The NCUA’s actions to understand and address climate-related financial risk are particularly important because its efforts are concentrated at a local level. As a Center for American Progress (CAP) report notes, most efforts to understand climate-related financial risk have a larger geographical scope due to banking regulators’ emphasis on large banks with vast resources; however, the NCUA has taken the lead on gathering information on how climate-related financial risks will impact community-level institutions, as seen in its detailed research note. The NCUA’s research note concludes that credit unions are “not immune to climate-related financial risks” and that the costs and number of climate-related natural disasters is increasing.
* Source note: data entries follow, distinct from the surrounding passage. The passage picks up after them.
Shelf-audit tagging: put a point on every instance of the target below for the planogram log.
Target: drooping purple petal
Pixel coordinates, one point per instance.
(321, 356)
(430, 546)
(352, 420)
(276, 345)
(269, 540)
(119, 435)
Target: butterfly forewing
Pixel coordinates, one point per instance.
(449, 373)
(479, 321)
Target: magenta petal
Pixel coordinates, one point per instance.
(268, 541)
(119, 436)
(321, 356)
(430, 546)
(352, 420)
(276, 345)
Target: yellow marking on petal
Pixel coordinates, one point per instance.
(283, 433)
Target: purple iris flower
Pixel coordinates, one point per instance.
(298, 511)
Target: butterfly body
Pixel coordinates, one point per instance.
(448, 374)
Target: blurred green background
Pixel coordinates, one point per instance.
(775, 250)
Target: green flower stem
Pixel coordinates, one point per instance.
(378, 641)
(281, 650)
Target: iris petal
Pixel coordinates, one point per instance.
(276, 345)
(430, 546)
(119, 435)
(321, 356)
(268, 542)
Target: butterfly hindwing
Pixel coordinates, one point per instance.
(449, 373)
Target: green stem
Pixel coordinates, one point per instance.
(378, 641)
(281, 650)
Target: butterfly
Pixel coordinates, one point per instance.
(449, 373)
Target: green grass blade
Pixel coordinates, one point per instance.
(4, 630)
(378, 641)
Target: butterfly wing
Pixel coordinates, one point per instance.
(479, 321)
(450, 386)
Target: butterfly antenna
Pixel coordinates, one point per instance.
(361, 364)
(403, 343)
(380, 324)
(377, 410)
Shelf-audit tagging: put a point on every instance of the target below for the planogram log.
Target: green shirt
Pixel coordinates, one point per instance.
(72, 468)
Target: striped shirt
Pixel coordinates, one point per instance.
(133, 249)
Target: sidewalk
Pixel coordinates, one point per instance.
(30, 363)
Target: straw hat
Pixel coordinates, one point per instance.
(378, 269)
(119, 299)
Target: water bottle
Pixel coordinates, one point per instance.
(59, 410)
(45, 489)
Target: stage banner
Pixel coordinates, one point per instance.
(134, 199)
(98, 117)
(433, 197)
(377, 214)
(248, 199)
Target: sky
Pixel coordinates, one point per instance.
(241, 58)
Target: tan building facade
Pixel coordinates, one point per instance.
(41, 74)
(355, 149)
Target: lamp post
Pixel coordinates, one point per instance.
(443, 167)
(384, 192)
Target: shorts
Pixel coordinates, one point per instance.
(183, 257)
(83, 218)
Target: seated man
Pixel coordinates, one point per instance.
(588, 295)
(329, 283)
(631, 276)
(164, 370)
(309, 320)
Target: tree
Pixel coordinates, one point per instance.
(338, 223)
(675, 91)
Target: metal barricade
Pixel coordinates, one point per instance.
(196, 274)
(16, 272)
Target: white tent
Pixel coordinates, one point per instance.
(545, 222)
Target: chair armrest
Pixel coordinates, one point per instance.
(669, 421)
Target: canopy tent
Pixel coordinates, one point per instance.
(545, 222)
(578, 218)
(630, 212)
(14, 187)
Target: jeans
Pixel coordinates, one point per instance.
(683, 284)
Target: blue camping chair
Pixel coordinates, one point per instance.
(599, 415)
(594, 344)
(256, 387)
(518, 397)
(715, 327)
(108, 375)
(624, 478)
The NCUA’s efforts are important because many community-level financial institutions are both highly vulnerable to climate-related risks and important to people’s financial well-being.
Additionally, the NCUA’s RFI illustrates the agency’s commitment to addressing the impact of climate-change on community-level financial systems. The RFI, released in April 2023, requests information from interested stakeholders on current and future climate and natural disaster risks to federally insured credit unions, related entities, their members, and the National Credit Union Share Insurance Fund. The RFI emphasized the disproportionate impact of climate-related financial risk on low-income communities and communities of color. The RFI also urged credit unions to consider what “steps [they] could take to mitigate physical risks to ensure continued lending to these populations.” The RFI further advised credit unions to consider that “[f]inancially vulnerable households and communities are the least able to absorb the costs associated with climate-related disasters, so these consumers may have more difficulty adapting to changes in government policies and the natural environment,” meaning that “climate-related financial risks may be amplified for [credit unions] serving these communities.” This RFI highlights the NCUA’s commitment to protecting community banking institutions from the escalating threat of climate-related financial risks.
How EDF is helping address climate-related risk to community banking
On June 6, 2023, EDF and the Institute for Policy Integrity (IPI) submitted a joint comment letter to the NCUA in response to its RFI. Our comment letter commended the NCUA’s intention to promote safety and soundness by developing guidance, reporting requirements, and other regulatory actions to bolster credit unions’ management of climate-related financial risks. Our comment letter also suggested that the NCUA work with other regulators to address climate-related financial risk, provide credit unions with climate risk guidance, use information from larger banks’ climate scenario analyses, and consider how to mitigate potential harm to disadvantaged communities from climate risk management strategies. EDF and IPI likewise submitted comment letters with similar recommendations in response to the OCC, FDIC, and Federal Reserve’s draft climate-related financial risk management principles.
Climate-related financial risks are no longer a far off possibility; they are a concrete reality affecting people today. U.S. banking and credit union regulators must follow through on their important early steps to ensure people have stable and equitable access to critical financial resources amid a changing climate.